I think Metascience and Open Science will help with the replication crisis in established fields. Something I’ve become interested in is Scientific Prioritization which seems to lend itself to quantitative predictions (given finite resources, how can we get the most value from our research) but generally becomes difficult and qualitative as soon as your try to pin down how you actually value different outcomes. I think that addressing this point will probably require more reflection and theory.
[I didn’t get around to reading the section on Instutizaionalization of Metascience and don’t comment on that. Is IGDORE part of that process? I guess so…]

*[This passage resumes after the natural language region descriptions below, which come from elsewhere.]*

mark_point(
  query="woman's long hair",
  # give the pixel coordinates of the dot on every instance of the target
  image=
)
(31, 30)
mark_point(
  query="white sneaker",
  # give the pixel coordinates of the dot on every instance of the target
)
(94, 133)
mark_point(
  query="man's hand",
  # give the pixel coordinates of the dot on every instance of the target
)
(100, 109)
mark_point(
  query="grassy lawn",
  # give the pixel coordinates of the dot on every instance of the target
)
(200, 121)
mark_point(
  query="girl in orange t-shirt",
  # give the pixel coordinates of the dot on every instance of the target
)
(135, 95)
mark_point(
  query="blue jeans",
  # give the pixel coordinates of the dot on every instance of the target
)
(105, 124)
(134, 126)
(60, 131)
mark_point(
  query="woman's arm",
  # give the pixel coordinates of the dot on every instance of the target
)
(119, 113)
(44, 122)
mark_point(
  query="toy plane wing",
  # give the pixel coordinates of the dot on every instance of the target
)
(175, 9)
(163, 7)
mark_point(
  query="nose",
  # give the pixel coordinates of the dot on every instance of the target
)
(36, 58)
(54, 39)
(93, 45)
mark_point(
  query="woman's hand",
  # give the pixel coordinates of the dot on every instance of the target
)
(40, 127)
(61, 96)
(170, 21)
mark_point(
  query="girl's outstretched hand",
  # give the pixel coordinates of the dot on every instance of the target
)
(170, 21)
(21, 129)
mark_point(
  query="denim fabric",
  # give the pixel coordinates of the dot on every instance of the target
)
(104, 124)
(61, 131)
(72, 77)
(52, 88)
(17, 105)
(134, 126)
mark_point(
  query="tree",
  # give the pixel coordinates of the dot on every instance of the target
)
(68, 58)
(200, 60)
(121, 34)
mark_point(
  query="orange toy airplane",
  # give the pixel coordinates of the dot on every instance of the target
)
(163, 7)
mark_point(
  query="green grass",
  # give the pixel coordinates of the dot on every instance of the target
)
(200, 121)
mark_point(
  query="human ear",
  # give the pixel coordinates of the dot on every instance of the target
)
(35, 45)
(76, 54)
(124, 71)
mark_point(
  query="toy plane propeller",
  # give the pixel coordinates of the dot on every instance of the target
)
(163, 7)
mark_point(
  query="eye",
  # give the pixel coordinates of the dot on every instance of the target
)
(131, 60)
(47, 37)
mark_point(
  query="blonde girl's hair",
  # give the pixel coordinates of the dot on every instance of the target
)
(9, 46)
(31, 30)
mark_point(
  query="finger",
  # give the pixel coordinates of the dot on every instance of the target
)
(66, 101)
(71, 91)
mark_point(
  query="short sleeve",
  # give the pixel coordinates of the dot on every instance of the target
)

Note for others, the Metascience Symposium being referred to in the paper is:
I made a similar comment on a quite recent paper on preregistration by a couple of metascientists from psychology: they consistently talked about preregistration as a new thing and as something proposed by and mainly employed by psychologists, but this is incorrect. They had completely disregarded the whole clinical trials field where preregistration has been the default since 2005, but in clinical trials it’s not called ‘preregistration’, it’s called ‘protocol’. And they are not alone. I’ve met other metascientists at the SIPS conference (again psychology) who are not at all familiar with the use of protocols/preregistration in clinical trials. Similarly, I’ve talked to several rather prominent metascientists at the SIPS conference who are completely unaware of the history of open science (the open source origin) and the fact that there is a difference in focus between early open science proponents (open access) and the current new wave (replicability & open practices other than open access). And then of course we have the mathematicians who have struggled for over a decade to make empirical scientists aware of their terrible misuse of statistics. I touched upon these different origins in a blog post last year on the history of open and replicable science.